Elucidating the structural mechanism of microtubule depolymerization by kinesin-13 family proteins

Abstract

KMesin-13 family proteins are a group of motors that use energy from ATP hydrolysis to destabilize the microtubule (MT) structure rather than to move along the MT track like other kinesins. Such activity makes them MT dynamic regulators during cell division and their proper functions are important for accurate segregation of chromosomes. We aim to elucidate the structural mechanism of kinesin-13-driven MT depolymerization to gain more insight into its cellular function. In Chapter 1, we first introduced MT dynamic instability and its various regulators. We then focused on the biochemical and structural characteristics of kinesin-13 family proteins and compared them with other motile kinesins. At the end of Chapter 1 the major technique used in our research, electron microscopy (EM) and image reconstruction, was introduced.;In Chapter 2, we described in detail the methods we used and the procedures we followed. In Chapter 3, we presented our observation that kinesin-13 motor domain (MD) in its ATP-bound form, has the unusual ability to form rings/spirals around MTs. We also presented a medium resolution three-dimensional (3D) density map of this kinesin-13-ring-MT complex obtained by cryo-electron microscopy and image analysis.

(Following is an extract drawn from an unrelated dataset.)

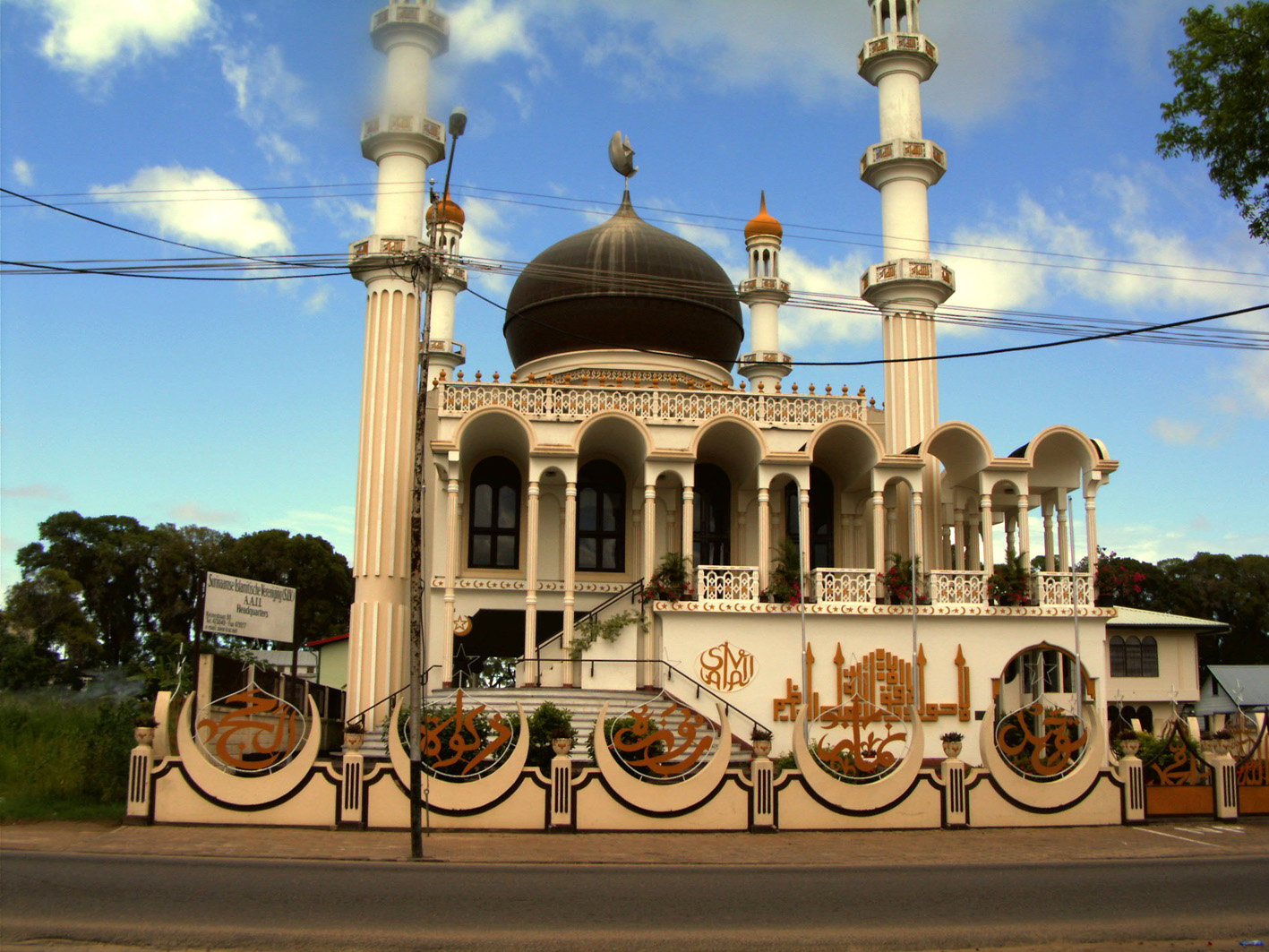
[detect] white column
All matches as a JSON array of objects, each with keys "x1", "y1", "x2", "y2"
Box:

And an atomic model of the complex was built by docking the crystal structures into the 3D density map. Our model indicates that the ring is composed of an outer layer of curved tubulins and an inner layer of kinesin-13 MD. In each asymmetric unit of the structure, one kinesin-13 MD interacts with both the curved tubulin in the protofilament ring and the straight tubulin in the MT lattice. By providing a 3D view of the complex formed between the kinesin-13 MDs and a curved tubulin protofilament, the model reveals a snapshot of depolymerization and insights to mechanism. In addition, a new tubulin-binding site on the kinesin-13 MD was identified. Mutations at this family-conserved site selectively disrupt the formation of MT-associated ring complexes.;In Chapter 4, we discussed the significance of our findings on our overall understanding of the molecular mechanism of kinesin-13's action and its functions in vivo.